The Kingdom of God definitely plays by its own rules, where success is not predicated on strength. But it might seem like this would only be true within its own limited sphere, as though this were fine for the specifically religious, but not applicable to other parts of society. And yet the influence of the Kingdom of God on the world around it also works differently than one would expect. Its influence on the society around it is not based on size, power, or prestige. It may often not even be evident to the world that the influence is in play. More frequently it seems that the rising effect of the leaven is misattributed to society itself. But the more the Christian element is isolated and prevented from interacting and exerting this effect the more society will first flatten, and eventually fall apart. We tend to take for granted the importance of Christendom for good aspects of the modernity that supplanted it. But much of what is good in our world is actually derived from the parts of Christendom from which the modern world has not yet realized the need to extricate itself.

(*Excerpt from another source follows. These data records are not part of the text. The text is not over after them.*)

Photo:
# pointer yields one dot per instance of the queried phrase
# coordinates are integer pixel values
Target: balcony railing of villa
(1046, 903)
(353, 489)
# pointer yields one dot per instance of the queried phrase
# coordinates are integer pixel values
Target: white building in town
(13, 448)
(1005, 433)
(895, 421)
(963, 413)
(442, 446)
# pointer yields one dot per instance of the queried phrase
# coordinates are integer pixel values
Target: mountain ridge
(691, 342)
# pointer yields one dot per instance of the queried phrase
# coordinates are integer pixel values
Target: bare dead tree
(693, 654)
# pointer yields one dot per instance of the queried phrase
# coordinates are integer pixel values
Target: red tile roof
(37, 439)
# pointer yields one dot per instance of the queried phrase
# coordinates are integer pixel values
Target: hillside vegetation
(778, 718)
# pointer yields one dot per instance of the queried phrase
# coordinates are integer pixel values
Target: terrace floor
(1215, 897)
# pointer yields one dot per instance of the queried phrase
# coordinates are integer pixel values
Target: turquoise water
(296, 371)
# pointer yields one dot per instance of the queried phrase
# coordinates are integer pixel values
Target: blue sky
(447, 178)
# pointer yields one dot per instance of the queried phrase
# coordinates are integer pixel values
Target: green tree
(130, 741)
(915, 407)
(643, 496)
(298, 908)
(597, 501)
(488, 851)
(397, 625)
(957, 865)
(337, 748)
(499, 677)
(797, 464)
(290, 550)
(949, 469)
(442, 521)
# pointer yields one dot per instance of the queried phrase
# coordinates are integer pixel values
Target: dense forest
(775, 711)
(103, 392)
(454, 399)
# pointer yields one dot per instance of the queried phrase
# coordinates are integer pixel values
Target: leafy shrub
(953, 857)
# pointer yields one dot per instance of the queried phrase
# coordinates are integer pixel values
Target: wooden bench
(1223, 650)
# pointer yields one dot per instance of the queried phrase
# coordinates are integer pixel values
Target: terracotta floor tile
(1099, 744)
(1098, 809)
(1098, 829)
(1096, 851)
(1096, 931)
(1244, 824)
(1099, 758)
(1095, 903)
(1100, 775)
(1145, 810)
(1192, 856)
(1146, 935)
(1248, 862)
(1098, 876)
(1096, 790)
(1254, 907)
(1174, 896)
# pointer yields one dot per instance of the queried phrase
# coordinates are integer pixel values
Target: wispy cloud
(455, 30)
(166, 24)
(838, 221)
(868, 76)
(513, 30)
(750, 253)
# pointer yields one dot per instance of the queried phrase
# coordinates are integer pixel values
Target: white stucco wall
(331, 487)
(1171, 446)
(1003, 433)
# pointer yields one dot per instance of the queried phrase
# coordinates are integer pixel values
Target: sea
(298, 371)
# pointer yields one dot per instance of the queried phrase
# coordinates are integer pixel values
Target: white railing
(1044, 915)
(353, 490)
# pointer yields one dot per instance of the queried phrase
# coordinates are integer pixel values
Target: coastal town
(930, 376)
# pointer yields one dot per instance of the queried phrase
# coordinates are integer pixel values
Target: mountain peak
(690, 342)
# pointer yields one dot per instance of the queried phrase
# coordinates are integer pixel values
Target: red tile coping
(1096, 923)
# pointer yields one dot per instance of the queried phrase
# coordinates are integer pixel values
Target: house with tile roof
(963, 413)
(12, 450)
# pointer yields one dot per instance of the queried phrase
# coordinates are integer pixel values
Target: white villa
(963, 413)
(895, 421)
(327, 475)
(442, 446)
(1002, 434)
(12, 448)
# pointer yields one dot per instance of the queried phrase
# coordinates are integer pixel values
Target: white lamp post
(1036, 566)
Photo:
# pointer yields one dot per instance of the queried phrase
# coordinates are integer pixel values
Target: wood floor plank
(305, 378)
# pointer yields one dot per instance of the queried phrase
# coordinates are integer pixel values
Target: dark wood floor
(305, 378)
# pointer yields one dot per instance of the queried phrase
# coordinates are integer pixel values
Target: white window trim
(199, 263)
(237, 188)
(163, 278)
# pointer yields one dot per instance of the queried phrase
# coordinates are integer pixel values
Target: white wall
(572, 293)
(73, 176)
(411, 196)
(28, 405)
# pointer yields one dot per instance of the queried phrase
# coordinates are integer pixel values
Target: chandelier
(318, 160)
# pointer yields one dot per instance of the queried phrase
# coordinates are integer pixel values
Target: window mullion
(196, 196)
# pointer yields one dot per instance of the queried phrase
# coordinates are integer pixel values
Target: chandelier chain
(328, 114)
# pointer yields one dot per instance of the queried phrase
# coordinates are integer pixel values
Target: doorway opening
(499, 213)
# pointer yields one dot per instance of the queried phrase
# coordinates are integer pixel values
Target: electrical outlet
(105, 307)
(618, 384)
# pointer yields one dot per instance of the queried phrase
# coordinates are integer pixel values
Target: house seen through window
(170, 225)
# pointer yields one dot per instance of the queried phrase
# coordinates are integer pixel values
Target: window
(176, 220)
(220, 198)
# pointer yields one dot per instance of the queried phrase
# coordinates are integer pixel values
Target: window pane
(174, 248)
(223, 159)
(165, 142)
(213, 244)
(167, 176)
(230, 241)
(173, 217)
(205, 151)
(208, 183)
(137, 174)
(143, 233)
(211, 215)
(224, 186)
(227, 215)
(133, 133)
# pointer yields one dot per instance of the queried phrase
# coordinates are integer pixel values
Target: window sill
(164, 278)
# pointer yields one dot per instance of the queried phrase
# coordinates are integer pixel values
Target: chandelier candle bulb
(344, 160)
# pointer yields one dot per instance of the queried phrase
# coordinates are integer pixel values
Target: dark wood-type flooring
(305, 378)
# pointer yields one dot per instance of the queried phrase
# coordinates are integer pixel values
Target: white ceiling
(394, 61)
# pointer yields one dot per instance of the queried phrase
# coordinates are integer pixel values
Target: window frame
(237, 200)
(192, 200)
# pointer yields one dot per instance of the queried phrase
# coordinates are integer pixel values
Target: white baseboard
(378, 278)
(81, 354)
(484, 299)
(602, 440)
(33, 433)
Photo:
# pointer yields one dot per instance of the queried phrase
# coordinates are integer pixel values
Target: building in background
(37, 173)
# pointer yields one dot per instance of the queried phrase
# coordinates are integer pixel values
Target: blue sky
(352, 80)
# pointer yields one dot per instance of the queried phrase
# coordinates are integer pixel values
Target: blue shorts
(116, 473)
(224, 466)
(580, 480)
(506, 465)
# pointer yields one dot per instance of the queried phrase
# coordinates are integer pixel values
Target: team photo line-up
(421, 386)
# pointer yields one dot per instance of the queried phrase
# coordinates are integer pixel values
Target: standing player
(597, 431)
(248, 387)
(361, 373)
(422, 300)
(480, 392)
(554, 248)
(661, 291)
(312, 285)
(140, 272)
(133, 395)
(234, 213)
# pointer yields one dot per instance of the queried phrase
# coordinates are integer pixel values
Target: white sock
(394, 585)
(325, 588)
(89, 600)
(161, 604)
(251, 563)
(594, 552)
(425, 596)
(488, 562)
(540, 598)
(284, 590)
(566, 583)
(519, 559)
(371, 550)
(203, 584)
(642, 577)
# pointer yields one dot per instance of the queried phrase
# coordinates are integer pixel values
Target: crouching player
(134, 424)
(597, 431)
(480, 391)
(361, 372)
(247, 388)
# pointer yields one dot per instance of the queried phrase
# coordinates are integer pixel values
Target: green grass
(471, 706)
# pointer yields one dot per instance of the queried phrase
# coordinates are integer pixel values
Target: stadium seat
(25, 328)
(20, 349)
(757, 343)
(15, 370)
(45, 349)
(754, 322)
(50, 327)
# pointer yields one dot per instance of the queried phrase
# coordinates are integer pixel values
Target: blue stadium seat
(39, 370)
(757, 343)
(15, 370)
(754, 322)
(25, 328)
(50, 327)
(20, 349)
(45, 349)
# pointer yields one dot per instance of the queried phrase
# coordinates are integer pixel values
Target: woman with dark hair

Because the Kingdom of God works in small and hidden ways we should not fear when the world seems large and the Church seems hopelessly outmatched. Further, we should not worry that our own weaknesses might disqualify us from having a role to play. For God does not generally call the qualified but rather qualifies the called. And if our attempts at contributing to growth seem trivial and ineffective we should not fear. It is likely that we are just not in a position to see the results at present. The Kingdom gives us cause to hope even when things look hopeless and to help even when we seem to have nothing to give.